"Tactics, in warfare, the art and science of fighting battles on land, on sea, and in the air. It is concerned with the approach to combat; the disposition of troops and other personalities; the use made of various arms, ships, or aircraft; and the execution of movements for attack or defense...
The word tactics originates in the Greek taxis
, meaning order, arrangement, or disposition -- including the kind of disposition in which armed formations used to enter and fight battles.
From this, the Greek historian Xenophon derived the term tactica
, the art of drawing up soldiers in array. Likewise, the Tactica
, an early 10th-century handbook said to have been written under the supervision of the Byzantine emperor Leo VI the Wise, dealt with formations as well as weapons and the ways of fighting
with them.
The term tactics fell into disuse during the European Middle Ages. It reappeared only toward the end of the 17th century, when “Tacticks” was used by the English encyclopaedist John Harris to mean 'the Art of Disposing
any Number of Men into a proposed form of Battle...'"

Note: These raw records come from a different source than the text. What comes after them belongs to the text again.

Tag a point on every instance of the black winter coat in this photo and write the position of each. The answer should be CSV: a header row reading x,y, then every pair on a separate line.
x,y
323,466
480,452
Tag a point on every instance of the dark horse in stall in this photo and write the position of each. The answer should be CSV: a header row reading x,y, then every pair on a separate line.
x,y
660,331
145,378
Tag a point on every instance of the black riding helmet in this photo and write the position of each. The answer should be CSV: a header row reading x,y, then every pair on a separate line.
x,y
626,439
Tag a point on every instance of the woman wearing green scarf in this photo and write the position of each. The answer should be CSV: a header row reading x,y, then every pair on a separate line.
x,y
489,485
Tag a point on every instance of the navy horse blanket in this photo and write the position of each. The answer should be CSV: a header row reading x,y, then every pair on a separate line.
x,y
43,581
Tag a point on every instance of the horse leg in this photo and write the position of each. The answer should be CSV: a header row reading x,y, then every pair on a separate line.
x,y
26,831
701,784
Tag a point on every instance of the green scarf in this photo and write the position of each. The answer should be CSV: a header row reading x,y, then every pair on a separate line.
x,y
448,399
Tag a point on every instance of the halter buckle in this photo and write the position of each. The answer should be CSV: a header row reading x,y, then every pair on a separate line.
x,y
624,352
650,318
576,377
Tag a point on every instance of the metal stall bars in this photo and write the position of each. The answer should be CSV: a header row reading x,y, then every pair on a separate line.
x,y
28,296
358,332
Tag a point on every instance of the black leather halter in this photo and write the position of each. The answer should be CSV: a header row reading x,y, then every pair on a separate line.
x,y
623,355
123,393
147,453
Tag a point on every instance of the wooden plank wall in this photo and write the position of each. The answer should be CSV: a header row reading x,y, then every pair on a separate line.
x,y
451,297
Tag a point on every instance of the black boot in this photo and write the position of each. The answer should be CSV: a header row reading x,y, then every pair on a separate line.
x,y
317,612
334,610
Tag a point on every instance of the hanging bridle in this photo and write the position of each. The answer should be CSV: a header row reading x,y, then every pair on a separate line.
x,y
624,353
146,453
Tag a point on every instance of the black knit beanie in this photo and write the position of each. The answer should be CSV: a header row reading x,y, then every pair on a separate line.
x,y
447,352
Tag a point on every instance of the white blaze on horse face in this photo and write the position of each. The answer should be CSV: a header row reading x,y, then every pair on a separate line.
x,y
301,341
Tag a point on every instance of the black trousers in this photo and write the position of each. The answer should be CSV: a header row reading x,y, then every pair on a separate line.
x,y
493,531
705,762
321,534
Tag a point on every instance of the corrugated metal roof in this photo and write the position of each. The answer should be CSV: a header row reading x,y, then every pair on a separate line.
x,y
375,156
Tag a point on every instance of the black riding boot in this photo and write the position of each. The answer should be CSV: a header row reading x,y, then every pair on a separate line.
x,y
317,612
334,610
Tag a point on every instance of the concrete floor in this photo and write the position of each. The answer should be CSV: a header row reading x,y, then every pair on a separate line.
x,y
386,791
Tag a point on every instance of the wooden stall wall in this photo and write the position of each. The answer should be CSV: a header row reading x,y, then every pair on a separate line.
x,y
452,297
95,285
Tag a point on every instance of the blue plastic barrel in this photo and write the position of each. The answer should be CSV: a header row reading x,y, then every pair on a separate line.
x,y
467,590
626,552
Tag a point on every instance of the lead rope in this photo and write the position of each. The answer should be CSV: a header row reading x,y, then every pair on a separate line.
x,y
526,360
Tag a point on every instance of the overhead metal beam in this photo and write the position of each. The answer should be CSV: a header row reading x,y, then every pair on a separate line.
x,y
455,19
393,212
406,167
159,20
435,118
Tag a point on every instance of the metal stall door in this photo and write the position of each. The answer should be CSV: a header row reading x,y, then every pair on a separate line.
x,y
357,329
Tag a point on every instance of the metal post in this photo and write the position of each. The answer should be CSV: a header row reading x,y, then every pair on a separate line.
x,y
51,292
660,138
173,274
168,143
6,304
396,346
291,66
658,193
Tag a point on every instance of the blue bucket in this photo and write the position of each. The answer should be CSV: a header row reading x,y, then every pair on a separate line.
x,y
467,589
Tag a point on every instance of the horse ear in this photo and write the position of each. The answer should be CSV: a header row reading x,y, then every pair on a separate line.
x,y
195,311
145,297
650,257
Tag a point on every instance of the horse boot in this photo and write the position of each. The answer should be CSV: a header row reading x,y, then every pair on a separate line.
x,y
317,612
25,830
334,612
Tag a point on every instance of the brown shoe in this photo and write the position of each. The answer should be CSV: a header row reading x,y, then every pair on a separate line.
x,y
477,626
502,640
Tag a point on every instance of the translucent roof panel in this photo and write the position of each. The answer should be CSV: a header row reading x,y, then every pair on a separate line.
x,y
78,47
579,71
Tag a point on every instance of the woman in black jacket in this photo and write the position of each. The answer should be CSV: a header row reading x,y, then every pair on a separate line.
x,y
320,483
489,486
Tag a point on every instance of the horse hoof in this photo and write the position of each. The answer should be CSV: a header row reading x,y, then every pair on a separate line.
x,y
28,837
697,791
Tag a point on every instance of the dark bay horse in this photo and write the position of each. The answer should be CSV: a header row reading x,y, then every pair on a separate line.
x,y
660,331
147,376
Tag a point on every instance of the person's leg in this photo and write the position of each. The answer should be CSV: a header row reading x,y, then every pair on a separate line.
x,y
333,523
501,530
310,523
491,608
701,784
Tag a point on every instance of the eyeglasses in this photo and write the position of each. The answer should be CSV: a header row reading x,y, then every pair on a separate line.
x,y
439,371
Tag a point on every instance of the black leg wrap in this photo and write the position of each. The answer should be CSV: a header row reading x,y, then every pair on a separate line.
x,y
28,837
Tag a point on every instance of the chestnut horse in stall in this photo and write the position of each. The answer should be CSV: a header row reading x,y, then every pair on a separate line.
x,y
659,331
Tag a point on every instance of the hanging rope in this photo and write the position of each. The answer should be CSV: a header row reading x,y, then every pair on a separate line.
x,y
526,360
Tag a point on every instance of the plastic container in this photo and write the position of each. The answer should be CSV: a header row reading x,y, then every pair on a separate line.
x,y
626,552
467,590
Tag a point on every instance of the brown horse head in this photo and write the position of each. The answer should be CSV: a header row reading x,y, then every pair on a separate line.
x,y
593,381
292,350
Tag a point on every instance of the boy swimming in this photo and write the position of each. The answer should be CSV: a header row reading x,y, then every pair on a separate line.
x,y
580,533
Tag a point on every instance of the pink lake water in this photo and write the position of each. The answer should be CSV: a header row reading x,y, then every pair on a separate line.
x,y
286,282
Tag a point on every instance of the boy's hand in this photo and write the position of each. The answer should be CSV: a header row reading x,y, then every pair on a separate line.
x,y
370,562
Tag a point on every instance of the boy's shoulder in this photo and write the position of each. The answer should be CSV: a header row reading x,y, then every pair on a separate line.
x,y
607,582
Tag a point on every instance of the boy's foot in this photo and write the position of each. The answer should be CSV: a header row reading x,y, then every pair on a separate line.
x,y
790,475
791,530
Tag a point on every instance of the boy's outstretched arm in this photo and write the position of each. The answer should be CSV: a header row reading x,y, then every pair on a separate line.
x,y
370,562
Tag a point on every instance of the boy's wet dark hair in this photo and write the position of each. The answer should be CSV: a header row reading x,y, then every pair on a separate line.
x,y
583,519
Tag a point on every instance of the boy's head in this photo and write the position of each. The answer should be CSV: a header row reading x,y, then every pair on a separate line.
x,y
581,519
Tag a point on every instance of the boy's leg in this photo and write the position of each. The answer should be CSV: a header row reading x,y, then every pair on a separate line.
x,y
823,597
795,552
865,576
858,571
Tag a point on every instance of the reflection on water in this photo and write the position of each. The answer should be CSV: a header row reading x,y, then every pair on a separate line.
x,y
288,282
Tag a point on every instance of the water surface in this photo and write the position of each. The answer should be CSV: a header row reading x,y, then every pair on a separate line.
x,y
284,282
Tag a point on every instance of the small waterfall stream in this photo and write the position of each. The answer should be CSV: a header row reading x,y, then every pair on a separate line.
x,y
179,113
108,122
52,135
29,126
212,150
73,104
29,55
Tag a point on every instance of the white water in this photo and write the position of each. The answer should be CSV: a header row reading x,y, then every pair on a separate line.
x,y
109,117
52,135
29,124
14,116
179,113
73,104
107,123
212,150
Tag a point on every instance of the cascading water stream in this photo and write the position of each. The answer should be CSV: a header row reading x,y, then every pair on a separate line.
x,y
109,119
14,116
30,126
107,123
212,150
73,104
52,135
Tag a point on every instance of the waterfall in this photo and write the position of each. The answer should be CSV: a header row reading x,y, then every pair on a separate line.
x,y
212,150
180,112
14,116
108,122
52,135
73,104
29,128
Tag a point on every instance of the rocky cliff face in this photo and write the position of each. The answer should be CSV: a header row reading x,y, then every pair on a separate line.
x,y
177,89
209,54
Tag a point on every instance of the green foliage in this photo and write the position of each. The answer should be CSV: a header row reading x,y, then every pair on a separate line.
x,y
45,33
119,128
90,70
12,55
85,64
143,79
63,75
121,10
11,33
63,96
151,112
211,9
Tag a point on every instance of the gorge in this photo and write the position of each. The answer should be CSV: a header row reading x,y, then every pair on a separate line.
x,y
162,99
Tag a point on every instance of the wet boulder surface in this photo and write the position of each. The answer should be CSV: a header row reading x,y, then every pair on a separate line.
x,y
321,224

From these three examples, it is clear that tactics are about use and disposition of forces or capabilities during engagements. Goals are entirely different. Tactics are the methods by which leaders achieve goals.
How Did This Happen?
I was not a fly on the wall when the MITRE team designed ATT&CK. Perhaps the MITRE team fixated on the phrase"tactics, techniques, and procedures," or "TTPs," again derived from military examples, when they were designing ATT&CK? TTPs became hot during the 2000s as incident responders drew with military experience drew on that language when developing concepts like
indicators of compromise. That fixation might have led MITRE to use "tactics" for their top-level structure.
It would have made more sense for MITRE to have just said "goal" or "objective," but "GTP" isn't recognized by the digital defender world.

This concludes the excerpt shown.